Пожалуй, с тех пор как он покинул Сен-Дье, сегодня ему впервые захотелось шутить, смеяться, поддразнивать кого-нибудь…
– Да, я забыл тебе сказать, – приложив палец к губам, тихонько произнес Хуанито, – наш Федерико ни за что не хочет тачать такие туфли, как, например, у нашего сеньора капитана: широкие и расшлепанные какие-то… Это потому, что Федерико ненавидит нашего императора, Карла Пятого… В Кастилии он, правда, королем Карлом Первым считается. И никакой он не кастилец и не арагонец, родом он из города Гента. Вот Федерико его и ненавидит… Да его в Испании все ненавидят!
– А почему ваш Федерико не хочет шить широкие туфли? – спросил Франческо, оставляя в стороне вопрос об отношении башмачника к императору. Он по-настоящему был заинтересован этой беседой.
Хуанито с недоумением оглядел его всего – с головы до ног.
– Да ты что, с луны свалился? – спросил он сердито. – Самый последний дурак в Кастилии знает, что Карл Пятый шестипалый… Вот он и носит такие туфли. А дураки придворные тоже себе широкие заказывают, хотя у них ноги как ноги… А знаешь… – Хуанито помолчал. – Ведь я тоже, наверно, мавр, – признался он шепотом. – Может, меня как раз из Мавритании и прибило в тот залив.
Как ни крепился Франческо, но тут он, не выдержав, расхохотался.
– Эх ты! Все это ты, оказывается, шутишь! Смеешься надо мной! А вот сеньор Гарсиа никогда надо мной не смеется! – помрачнев, укорил его мальчик. – А еще я расскажу тебе про сеньориту. Она мало того, что ходила по берегу в штанах (вот тебе святой крест, я сам видел!), но она еще…

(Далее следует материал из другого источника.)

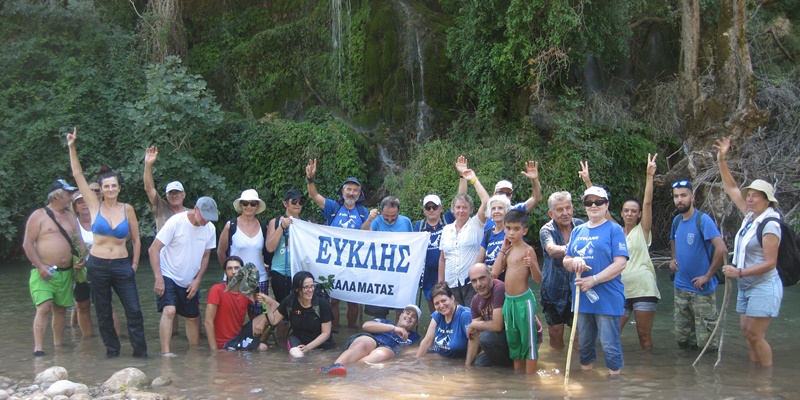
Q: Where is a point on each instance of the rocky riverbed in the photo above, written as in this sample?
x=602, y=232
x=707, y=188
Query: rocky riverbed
x=54, y=384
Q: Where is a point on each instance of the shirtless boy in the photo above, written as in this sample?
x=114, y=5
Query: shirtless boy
x=519, y=310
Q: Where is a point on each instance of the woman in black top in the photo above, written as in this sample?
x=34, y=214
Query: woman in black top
x=309, y=316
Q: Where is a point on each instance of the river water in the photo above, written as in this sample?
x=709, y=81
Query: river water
x=663, y=373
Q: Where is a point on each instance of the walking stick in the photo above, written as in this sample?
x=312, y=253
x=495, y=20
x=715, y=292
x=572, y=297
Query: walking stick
x=572, y=331
x=720, y=321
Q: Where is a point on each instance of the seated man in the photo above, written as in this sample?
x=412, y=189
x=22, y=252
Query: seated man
x=382, y=341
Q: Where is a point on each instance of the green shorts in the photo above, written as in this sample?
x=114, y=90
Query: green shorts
x=58, y=289
x=519, y=315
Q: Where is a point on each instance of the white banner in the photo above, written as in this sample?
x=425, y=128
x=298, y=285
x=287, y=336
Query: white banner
x=376, y=268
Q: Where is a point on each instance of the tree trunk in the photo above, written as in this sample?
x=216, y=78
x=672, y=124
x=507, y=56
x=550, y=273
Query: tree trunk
x=728, y=108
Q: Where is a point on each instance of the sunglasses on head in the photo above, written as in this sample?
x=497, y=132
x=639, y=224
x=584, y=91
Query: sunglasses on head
x=598, y=202
x=683, y=183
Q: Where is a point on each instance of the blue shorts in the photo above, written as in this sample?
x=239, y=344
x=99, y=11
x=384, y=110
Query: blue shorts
x=175, y=295
x=762, y=299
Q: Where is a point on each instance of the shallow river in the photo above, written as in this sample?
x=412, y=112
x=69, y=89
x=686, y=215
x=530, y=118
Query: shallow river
x=663, y=373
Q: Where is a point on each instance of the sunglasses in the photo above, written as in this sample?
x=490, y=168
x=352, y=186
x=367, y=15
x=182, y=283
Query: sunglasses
x=683, y=183
x=598, y=202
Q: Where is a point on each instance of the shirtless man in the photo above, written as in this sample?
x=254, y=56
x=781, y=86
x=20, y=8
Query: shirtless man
x=519, y=310
x=51, y=256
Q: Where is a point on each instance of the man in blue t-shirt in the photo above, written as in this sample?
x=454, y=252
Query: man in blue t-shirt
x=382, y=341
x=387, y=218
x=345, y=212
x=694, y=265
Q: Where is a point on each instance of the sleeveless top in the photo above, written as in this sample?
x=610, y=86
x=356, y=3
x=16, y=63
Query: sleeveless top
x=102, y=227
x=249, y=249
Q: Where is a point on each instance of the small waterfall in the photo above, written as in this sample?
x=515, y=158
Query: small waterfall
x=340, y=38
x=416, y=68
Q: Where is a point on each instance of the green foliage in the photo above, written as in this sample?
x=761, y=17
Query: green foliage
x=176, y=107
x=504, y=49
x=62, y=67
x=276, y=153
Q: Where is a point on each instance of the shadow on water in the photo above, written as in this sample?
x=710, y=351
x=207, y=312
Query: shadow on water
x=663, y=373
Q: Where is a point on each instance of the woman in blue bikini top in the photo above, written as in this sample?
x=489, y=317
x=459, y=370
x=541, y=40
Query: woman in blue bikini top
x=112, y=222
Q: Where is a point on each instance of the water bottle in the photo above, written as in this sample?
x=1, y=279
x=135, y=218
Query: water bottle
x=592, y=296
x=52, y=270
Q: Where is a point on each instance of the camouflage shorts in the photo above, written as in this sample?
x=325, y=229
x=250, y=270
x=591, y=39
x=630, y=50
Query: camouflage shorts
x=695, y=318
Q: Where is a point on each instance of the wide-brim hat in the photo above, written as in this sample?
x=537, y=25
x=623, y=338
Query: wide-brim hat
x=249, y=195
x=762, y=186
x=245, y=280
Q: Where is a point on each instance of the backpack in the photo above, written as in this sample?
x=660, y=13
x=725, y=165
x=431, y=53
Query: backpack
x=788, y=264
x=232, y=230
x=720, y=276
x=362, y=212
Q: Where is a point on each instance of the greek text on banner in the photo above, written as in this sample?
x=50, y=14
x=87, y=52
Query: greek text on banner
x=376, y=268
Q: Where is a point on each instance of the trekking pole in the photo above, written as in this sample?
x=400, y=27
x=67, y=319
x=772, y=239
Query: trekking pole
x=720, y=322
x=573, y=330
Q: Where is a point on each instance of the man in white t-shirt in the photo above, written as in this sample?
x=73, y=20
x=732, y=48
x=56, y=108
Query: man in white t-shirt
x=179, y=257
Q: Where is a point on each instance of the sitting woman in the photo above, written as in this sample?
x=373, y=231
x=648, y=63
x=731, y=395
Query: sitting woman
x=309, y=316
x=754, y=258
x=447, y=332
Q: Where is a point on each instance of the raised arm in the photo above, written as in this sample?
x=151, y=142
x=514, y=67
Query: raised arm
x=136, y=243
x=584, y=174
x=311, y=172
x=647, y=202
x=150, y=156
x=722, y=145
x=532, y=172
x=77, y=171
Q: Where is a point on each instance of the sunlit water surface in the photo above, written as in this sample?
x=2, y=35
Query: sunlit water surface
x=663, y=373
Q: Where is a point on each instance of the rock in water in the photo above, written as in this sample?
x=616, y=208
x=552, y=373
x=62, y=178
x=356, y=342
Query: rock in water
x=161, y=381
x=51, y=375
x=65, y=388
x=126, y=378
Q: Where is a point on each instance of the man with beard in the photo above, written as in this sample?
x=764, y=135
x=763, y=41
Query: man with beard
x=345, y=212
x=486, y=331
x=697, y=252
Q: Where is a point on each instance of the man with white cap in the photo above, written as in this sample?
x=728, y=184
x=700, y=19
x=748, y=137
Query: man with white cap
x=344, y=212
x=381, y=342
x=161, y=209
x=179, y=256
x=51, y=255
x=433, y=223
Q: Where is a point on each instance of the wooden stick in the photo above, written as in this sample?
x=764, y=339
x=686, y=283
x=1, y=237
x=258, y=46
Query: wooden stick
x=572, y=331
x=720, y=321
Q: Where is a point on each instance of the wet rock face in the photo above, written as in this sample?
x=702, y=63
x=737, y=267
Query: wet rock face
x=52, y=374
x=126, y=378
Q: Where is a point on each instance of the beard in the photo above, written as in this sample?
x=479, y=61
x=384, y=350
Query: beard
x=683, y=208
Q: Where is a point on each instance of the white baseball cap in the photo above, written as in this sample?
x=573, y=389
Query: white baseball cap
x=432, y=198
x=504, y=184
x=174, y=185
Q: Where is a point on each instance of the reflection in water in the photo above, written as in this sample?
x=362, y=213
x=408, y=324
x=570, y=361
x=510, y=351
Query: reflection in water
x=663, y=373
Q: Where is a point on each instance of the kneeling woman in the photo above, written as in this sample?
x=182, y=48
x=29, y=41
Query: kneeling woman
x=309, y=317
x=447, y=333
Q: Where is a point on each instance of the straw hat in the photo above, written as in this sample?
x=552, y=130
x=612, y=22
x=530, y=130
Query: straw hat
x=249, y=195
x=762, y=186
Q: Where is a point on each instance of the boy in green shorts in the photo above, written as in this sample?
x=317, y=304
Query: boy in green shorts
x=519, y=310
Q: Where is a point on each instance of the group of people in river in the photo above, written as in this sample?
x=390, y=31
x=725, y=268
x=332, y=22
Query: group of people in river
x=596, y=276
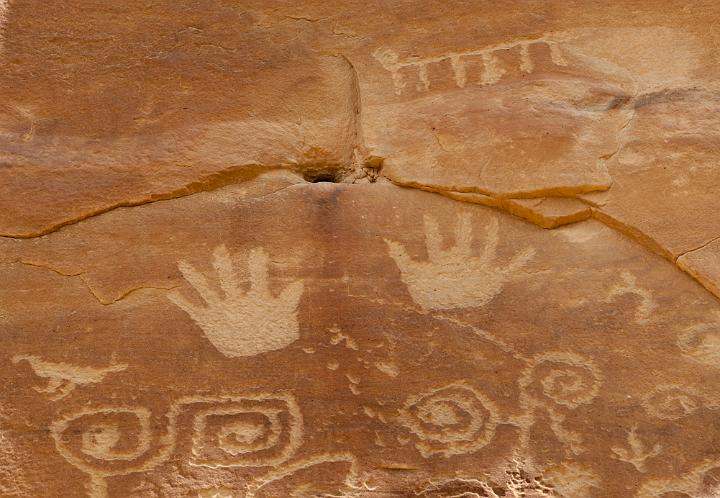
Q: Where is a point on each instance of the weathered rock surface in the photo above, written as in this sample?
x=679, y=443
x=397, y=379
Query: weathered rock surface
x=365, y=249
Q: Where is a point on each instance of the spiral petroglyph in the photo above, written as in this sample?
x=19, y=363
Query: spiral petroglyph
x=450, y=420
x=254, y=430
x=562, y=379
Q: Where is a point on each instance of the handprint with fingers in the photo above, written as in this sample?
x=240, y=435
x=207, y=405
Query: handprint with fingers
x=453, y=277
x=236, y=321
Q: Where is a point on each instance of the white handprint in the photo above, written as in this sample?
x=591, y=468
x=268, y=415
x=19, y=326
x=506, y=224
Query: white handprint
x=239, y=322
x=454, y=278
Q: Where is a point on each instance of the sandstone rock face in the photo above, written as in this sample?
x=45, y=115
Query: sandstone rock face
x=359, y=249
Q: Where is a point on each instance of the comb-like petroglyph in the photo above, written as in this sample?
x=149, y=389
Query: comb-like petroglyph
x=454, y=277
x=487, y=57
x=236, y=320
x=359, y=249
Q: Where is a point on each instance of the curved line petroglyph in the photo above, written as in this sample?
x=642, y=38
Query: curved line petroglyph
x=238, y=322
x=492, y=73
x=454, y=278
x=92, y=439
x=63, y=378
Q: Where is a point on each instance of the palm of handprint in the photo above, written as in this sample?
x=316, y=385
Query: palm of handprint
x=239, y=322
x=453, y=277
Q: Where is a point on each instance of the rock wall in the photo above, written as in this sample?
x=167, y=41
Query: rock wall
x=359, y=248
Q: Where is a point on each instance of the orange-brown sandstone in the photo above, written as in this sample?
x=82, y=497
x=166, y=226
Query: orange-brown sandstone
x=359, y=249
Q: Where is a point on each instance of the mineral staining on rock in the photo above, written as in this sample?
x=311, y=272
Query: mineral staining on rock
x=359, y=250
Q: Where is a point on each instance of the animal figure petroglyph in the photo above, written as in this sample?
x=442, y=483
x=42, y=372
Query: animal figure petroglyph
x=239, y=322
x=556, y=382
x=701, y=342
x=629, y=286
x=454, y=278
x=255, y=430
x=63, y=378
x=635, y=453
x=492, y=72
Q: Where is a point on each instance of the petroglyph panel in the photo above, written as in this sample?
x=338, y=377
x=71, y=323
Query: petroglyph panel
x=358, y=249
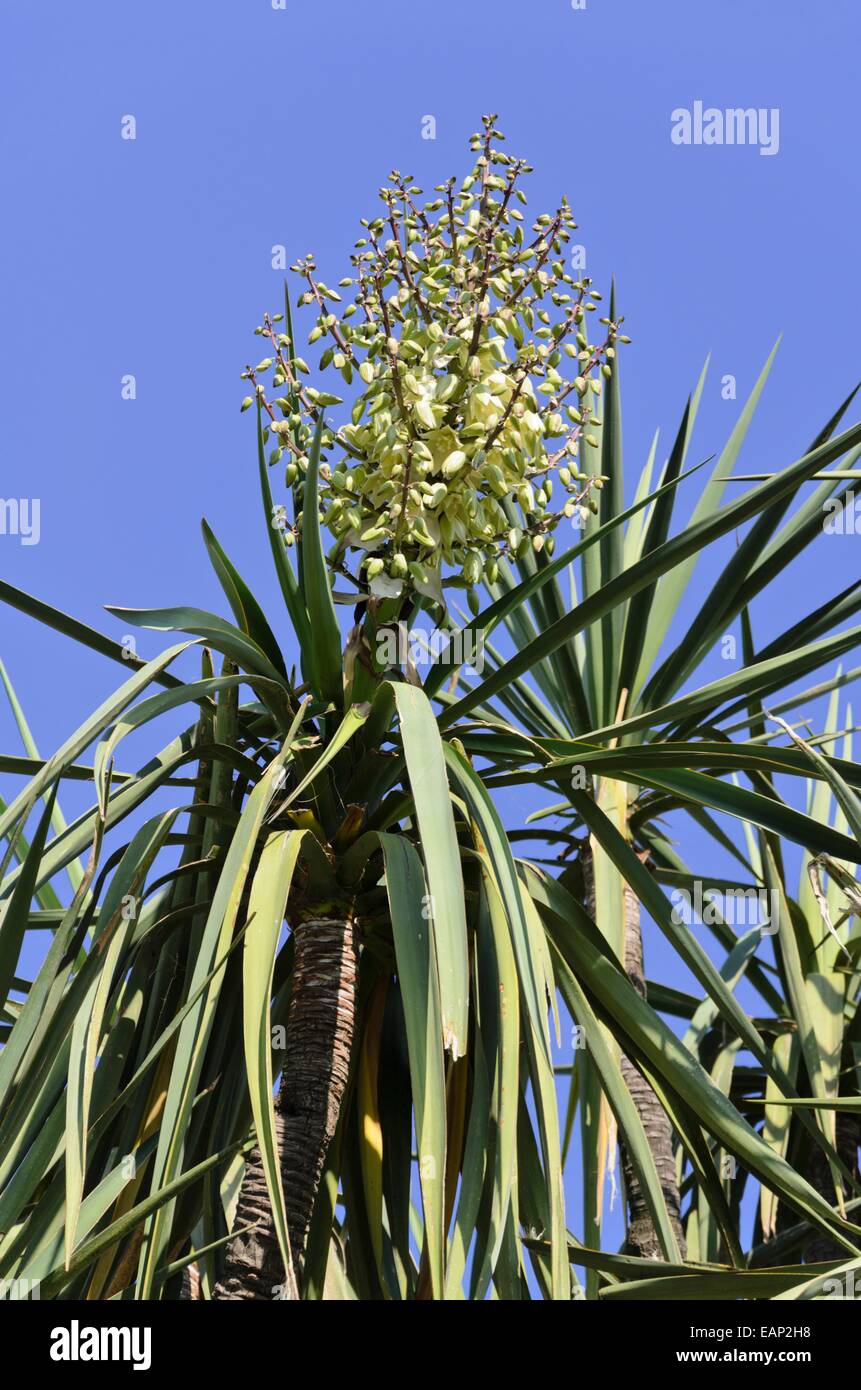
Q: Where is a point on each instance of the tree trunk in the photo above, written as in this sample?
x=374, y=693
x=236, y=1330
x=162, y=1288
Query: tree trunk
x=313, y=1079
x=641, y=1237
x=819, y=1176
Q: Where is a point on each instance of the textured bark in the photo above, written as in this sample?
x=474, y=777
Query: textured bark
x=316, y=1065
x=641, y=1237
x=819, y=1176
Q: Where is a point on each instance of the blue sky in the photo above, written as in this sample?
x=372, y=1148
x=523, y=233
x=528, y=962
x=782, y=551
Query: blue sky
x=260, y=127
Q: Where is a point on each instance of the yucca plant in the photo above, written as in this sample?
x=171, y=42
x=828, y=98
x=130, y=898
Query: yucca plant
x=412, y=972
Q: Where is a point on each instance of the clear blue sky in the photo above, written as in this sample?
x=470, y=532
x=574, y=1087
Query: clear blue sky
x=259, y=125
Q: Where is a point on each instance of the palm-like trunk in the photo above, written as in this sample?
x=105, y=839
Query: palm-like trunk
x=819, y=1176
x=316, y=1065
x=641, y=1237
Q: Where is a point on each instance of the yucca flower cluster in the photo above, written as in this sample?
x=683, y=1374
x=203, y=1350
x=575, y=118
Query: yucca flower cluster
x=468, y=338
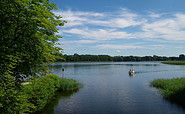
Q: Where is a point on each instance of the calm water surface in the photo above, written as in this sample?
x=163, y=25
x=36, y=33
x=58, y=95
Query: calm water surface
x=107, y=88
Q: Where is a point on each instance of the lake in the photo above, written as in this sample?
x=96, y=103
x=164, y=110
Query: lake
x=107, y=88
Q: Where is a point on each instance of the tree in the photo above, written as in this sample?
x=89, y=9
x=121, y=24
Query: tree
x=27, y=41
x=181, y=57
x=27, y=37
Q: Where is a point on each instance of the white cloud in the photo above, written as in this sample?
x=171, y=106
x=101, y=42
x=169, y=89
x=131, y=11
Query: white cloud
x=121, y=19
x=99, y=34
x=107, y=46
x=80, y=42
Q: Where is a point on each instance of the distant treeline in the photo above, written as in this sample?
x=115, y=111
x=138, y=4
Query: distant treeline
x=105, y=58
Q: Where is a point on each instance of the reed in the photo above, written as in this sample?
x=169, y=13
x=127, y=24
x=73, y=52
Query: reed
x=175, y=63
x=172, y=89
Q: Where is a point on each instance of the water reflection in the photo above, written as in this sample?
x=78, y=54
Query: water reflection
x=49, y=108
x=108, y=88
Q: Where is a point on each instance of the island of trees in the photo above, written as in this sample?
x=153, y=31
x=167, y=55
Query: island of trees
x=106, y=58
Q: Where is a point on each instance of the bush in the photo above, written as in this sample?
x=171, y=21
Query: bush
x=172, y=89
x=33, y=96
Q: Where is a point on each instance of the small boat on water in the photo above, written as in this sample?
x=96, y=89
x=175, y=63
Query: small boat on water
x=131, y=72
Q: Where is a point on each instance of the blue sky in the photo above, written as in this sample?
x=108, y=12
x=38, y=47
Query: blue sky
x=122, y=27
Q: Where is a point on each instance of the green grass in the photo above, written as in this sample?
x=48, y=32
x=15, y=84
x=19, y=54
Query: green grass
x=172, y=89
x=175, y=63
x=35, y=95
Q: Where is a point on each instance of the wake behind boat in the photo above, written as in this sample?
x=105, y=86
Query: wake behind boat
x=131, y=72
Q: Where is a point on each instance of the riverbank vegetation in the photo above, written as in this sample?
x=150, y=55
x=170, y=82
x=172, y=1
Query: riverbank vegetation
x=107, y=58
x=175, y=63
x=35, y=95
x=28, y=42
x=172, y=89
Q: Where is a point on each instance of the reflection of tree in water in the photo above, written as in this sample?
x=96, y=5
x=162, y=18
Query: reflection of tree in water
x=49, y=108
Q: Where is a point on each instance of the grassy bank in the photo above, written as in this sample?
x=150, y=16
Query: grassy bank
x=172, y=89
x=175, y=63
x=35, y=95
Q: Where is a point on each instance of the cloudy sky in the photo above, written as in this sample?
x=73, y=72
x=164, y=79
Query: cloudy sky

Фразы этой мальчишка не докончил: Франческо, повернув его за плечи, молча вытолкал из каюты.
Хуанито тотчас же открыл дверь снова.
– Ладно, я больше не буду о сеньорите, – виновато сказал он. – А вот ты и дурак, что не дослушал, как она хорошо… – Но, глянув на Франческо, умолк. – Ты только не толкайся больше! Больной, больной, а мне чуть руку не вывихнул! А я ведь к тебе по делу! Сеньор капитан велел все же обкурить каюту серой, а при сеньорите не обкуришь. Надо все сделать, пока она в капитанской каюте. Я зажгу серу, каюту закрою, а потом через неделю придется хорошенько вышуровать пол и стенки и потолок.
– Да, от серы остается очень тяжелый запах, – сказал Франческо. – Потом каюту еще придется несколько дней проветривать…
– Ну и ступай на палубу, если тебе неохота дышать серой. А я тут справлюсь один, – в сердцах проворчал Хуанито.